The second stage is census signature generation where a unique signature is computed for every pixel in a frame based on its neighboring pixels. This stage uses fixed window size as in case of image filtering and hence a mapping scheme similar to image filtering can be adopted. The third stage operates as follows. When two consecutive signature images are ready, the signature of every pixel in frame (t) is compared with signature of pixels in frame (t + 1). Since a comparison with every other signature is a computationally intensive task, the

search region is limited to a small region in frame (t + 1) located around the candidate pixel from frame (t). More details about the optical flow implementation is beyond the scope of this paper and can be obtained from [8].

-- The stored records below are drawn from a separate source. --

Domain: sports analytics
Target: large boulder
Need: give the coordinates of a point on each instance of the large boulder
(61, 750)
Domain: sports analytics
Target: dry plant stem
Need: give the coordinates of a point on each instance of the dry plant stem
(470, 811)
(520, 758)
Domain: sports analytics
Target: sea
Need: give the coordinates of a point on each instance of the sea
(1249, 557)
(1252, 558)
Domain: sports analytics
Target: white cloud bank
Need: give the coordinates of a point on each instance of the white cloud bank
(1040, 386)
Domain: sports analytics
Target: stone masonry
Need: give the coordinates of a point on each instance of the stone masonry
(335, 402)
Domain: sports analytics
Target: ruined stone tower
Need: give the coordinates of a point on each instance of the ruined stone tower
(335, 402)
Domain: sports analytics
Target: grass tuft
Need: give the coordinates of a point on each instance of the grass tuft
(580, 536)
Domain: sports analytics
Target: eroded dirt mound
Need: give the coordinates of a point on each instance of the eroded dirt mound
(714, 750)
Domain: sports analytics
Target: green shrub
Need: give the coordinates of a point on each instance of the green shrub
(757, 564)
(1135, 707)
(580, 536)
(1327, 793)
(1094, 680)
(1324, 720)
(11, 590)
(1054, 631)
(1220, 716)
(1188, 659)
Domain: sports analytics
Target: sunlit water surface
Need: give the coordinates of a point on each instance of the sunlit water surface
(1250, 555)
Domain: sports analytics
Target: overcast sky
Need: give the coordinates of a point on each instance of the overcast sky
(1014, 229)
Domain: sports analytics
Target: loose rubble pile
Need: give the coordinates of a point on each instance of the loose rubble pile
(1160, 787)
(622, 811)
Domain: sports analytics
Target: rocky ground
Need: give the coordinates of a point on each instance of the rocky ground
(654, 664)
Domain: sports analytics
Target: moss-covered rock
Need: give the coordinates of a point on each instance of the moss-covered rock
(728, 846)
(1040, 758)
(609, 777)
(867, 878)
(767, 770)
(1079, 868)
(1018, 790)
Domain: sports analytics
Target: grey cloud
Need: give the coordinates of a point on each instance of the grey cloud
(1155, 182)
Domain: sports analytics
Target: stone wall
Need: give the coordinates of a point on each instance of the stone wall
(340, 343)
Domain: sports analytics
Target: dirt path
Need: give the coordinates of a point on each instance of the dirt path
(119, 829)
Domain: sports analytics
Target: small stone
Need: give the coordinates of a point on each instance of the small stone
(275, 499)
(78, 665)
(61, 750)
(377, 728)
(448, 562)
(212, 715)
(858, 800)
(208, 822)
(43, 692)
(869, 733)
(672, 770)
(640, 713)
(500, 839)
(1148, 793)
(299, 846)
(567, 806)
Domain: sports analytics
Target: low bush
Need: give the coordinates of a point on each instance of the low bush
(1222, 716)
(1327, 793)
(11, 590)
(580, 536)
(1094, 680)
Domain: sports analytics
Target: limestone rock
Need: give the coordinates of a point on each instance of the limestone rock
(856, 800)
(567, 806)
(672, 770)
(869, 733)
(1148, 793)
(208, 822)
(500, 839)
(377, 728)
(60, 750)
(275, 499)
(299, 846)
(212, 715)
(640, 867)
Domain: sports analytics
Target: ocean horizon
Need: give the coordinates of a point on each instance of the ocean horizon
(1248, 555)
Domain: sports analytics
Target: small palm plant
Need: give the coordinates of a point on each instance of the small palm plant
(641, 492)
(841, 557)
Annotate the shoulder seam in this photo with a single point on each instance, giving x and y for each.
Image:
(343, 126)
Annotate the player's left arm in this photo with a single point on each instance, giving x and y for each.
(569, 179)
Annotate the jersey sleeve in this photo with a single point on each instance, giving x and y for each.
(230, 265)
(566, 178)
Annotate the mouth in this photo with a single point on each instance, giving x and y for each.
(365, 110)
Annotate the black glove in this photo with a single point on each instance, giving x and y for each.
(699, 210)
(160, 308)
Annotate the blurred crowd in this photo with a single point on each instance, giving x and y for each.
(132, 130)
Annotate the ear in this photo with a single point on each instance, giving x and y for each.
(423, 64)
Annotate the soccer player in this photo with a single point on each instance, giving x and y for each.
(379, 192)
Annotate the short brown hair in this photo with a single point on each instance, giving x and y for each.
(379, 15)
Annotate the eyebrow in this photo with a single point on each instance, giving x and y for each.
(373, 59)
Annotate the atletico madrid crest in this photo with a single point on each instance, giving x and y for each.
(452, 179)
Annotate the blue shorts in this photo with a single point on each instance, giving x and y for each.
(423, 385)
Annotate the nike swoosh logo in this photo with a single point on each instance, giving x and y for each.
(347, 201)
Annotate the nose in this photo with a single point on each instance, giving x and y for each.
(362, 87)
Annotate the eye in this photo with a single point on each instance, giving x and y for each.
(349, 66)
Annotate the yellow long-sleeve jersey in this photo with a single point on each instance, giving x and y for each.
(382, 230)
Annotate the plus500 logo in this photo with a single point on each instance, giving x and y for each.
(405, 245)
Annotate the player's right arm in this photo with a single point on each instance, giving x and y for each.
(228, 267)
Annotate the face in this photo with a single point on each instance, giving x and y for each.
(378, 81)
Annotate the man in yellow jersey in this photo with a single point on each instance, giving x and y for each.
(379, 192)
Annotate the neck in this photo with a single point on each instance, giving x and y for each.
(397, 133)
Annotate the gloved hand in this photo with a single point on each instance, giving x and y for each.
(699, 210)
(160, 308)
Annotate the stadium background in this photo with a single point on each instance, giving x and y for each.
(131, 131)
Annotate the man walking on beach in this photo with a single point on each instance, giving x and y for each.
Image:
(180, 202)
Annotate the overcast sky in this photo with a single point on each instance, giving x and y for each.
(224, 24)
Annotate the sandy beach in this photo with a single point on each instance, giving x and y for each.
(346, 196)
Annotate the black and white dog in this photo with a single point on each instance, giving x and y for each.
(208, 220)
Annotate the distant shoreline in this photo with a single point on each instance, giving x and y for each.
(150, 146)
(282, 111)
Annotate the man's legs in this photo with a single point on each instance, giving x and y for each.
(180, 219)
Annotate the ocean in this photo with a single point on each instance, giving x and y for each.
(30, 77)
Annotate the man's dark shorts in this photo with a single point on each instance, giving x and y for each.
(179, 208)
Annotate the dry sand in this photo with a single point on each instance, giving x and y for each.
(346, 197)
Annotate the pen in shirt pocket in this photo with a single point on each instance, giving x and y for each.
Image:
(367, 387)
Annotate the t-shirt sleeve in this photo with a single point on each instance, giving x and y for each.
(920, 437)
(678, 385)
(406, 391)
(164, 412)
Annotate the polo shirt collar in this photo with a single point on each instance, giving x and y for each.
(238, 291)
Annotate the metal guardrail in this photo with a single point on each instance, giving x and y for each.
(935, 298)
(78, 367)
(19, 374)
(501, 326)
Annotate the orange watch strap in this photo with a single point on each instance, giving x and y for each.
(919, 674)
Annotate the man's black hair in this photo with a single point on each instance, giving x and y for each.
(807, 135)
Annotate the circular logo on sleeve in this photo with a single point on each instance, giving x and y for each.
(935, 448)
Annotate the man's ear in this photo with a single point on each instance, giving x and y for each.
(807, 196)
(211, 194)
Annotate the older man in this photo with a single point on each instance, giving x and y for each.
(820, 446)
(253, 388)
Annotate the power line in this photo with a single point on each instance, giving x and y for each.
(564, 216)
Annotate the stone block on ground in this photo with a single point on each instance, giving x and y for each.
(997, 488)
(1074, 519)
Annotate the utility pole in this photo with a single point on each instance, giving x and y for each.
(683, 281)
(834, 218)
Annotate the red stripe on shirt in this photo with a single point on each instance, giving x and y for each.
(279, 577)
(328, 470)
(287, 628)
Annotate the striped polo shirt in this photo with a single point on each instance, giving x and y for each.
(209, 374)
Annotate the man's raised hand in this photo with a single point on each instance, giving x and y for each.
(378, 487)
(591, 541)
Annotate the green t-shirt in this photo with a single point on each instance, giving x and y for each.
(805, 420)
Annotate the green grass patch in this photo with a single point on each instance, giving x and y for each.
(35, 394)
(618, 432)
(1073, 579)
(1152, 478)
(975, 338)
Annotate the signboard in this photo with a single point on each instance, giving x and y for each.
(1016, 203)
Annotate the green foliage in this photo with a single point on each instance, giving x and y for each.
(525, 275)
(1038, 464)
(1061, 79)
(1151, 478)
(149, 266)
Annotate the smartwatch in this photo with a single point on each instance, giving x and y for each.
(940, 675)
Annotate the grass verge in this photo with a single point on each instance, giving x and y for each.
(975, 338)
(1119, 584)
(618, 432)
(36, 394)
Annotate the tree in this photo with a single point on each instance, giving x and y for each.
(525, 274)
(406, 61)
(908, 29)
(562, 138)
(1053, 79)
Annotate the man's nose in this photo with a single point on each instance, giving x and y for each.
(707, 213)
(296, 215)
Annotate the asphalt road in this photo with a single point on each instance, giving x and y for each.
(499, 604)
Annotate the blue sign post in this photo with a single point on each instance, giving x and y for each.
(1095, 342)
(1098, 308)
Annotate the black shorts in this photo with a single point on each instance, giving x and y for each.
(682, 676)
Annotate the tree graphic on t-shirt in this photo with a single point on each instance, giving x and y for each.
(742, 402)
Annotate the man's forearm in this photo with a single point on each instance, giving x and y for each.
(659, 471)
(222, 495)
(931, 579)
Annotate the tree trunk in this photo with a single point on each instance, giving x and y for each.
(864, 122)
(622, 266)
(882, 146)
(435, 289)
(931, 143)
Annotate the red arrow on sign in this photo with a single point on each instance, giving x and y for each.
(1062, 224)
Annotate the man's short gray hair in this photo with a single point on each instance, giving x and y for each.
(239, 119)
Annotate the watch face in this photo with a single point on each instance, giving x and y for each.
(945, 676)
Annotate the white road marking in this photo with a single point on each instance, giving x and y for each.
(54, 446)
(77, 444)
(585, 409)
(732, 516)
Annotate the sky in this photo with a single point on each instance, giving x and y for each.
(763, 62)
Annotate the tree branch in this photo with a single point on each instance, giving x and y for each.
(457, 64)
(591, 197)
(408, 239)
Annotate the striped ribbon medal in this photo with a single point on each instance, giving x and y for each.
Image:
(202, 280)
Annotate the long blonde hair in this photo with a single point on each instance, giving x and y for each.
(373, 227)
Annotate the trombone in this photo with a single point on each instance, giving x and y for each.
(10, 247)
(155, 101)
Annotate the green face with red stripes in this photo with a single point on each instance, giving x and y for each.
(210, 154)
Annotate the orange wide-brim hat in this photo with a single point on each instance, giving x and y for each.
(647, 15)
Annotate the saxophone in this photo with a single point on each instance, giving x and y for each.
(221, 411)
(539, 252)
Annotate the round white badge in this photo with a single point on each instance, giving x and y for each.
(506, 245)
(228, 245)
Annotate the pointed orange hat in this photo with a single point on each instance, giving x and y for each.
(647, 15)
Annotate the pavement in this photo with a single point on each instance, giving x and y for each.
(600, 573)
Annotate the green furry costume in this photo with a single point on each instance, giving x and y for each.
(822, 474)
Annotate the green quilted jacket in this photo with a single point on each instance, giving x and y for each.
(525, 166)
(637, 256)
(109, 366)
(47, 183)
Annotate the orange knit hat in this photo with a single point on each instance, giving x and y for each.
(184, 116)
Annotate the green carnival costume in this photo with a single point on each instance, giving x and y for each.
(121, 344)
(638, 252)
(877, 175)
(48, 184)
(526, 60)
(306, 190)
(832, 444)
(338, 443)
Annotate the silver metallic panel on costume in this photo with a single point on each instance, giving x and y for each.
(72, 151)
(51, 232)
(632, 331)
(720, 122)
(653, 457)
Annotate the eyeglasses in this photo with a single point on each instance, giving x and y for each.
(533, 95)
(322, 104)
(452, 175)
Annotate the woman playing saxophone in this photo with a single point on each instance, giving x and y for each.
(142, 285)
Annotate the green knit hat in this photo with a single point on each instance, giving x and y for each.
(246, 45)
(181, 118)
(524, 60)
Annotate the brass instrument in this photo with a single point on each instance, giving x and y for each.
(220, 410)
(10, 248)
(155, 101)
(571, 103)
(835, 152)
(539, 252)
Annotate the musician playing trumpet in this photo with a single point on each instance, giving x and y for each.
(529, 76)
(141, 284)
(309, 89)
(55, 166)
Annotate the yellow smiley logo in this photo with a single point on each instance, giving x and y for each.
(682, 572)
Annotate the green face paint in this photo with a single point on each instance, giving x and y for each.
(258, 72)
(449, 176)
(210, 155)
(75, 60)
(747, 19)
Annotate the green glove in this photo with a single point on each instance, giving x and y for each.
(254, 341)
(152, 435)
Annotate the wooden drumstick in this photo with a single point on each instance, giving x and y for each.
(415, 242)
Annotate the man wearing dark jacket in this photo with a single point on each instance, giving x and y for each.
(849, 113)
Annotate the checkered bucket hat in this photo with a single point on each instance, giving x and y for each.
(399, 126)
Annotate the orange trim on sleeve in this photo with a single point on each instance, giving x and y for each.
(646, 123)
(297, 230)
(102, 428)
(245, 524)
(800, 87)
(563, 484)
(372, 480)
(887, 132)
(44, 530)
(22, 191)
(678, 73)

To detect fast motion, a wider search region is necessary. But this also leads to higher computing requirements as more signatures need to be compared. Hence, based on the scenario or application requirements, the seed PE raises a request to invade  $[w \times id]$  region of the TCPA array, where w is the window size and *id* is invasion depth, very similar to image filtering. After infection, each PE processes its corresponding row within the 2D window. An incoming signature value from frame(t) has to be matched with a window of signatures from frame(t+1). In case of unique match, a vector is generated with its endpoints extending from center of the window to the location of the matching signature. In case of multiple match, a vector will not be generated. As one PE processes only a section of a complete window, the results are not final and have to be compared with results of other PEs for multiple match condition. The clocks/pixel values can be calculated using the Equation 3 where  $C_s$  is the clocks required to move a result from one PE to its neighbor over the dedicated interconnect. This equation shows that for an increasing w, the processing time can be constrained by varying the value of *id*.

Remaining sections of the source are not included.